Thomas was a painter, dancer, advocate, administrator, board member and volunteer, who, after retiring from MUN’s Maritime History Archive, worked with arts organizations like Neighbouhood Dance Works, Eastern Edge Gallery, the Folk Arts Festival and the Resource Centre for the Arts. Two of Thomas’ sons, Danny and Louis, accepted the award on their mother’s behalf.
“This means a lot to me, because it would have meant a lot to my mom,” Louis told members of the media after the show. “Our family, myself and my two brothers, are very proud of what Mom achieved here in the last eight to 10 years, when she started really digging into the LSPU hall and Neighbourhood Dance, and her contribution was very far-reaching. She had a huge impact on the community.”

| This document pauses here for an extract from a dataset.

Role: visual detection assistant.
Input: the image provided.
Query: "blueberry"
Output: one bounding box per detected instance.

Just how big of an impact Thomas had was clear in January, when the family held a celebration of her life in St. John’s, which was attended by hundreds.
“In a way I was surprised,” Louis said of the event. “It’s like you always see these little pieces and you don’t often get a chance to stand back and see the full picture. I think the celebration of life and her receiving this award kind of brings all that together, and you realize the magnitude of the impact she had.”
All winners apart from the Hall of Honour inductees — who were each presented with a framed certificate — were given a porcelain lantern created by potter and ceramic artist Isabella St. John, designed, she said, to signify that the award recipients are the light-bearers of the province’s artistic community. Grant, Gauthier, Sharpe and Gregory/Jones were also given a $2,000 cash prize.